A corpus-based local context analysis for spoken dialogues
Yasuhiro Sobashima; Osamu Furuse; Hitoshi Iida
Speech Communication 15(3-4): 205-212
1994
ISSN/ISBN: 0167-6393 DOI: 10.1016/0167-6393(94)90072-8Document Number: 257626
Grammatical and semantic constraints are effective for interpreting or understanding linguistic expressions. However, they appear to be inadequate for selecting among several candidates, all of which may be relatively correct or inadequate grammatically or semantically. Clearly, we humans interpret a linguistic expression contextually even if there are many potential interpretations. This paper introduces an example-based local context analysis method using tagged corpora to deal with contextual selection of linguistic expressions, taking into account the cohesive nature of spoken dialogues. This method performs calculations for similarity scores between linguistic expressions and for likelihood scores to select the most suitable expression.
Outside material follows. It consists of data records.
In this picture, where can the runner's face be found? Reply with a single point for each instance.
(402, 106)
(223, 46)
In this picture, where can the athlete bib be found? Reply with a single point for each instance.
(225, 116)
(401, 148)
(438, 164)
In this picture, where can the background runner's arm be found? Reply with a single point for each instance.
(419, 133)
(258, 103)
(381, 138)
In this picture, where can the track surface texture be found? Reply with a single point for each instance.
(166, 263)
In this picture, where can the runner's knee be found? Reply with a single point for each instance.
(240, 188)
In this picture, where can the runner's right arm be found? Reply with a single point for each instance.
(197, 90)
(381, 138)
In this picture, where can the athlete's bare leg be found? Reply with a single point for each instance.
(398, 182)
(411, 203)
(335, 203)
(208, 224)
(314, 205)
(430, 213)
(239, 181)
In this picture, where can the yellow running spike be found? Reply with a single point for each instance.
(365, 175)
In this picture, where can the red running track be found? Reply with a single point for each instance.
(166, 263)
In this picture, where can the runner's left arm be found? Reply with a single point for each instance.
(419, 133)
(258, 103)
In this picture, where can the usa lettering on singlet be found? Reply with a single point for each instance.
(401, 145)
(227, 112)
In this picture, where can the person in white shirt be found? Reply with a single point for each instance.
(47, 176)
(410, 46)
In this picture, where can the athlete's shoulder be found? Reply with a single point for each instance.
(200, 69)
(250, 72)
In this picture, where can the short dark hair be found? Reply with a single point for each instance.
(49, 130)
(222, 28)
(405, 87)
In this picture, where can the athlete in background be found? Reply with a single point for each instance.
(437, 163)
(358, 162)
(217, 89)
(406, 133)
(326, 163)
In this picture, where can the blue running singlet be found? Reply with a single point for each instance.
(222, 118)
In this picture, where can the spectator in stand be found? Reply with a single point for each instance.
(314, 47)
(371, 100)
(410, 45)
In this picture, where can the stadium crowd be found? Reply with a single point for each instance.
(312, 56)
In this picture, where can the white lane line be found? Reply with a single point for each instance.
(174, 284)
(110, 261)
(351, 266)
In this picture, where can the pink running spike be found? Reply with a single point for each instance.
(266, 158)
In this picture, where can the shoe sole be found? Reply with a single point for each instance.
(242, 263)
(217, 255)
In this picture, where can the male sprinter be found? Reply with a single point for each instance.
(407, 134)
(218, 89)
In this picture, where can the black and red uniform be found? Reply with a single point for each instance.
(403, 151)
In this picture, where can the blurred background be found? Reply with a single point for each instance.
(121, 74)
Both illocutionary force-based and morpho-syntactic classifications are considered, along with the frequencies of existing sets of neighboring linguistic expressions stored in an example database. An experimental processing unit which performs such local context analysis has been implemented in a bidirectional (English and Japanese) translation prototype system, and has shown its applicability to the selection of context-dependent translation candidates. This local context analysis mechanism can be used with conventional translation systems without contextual processing to raise translation accuracy.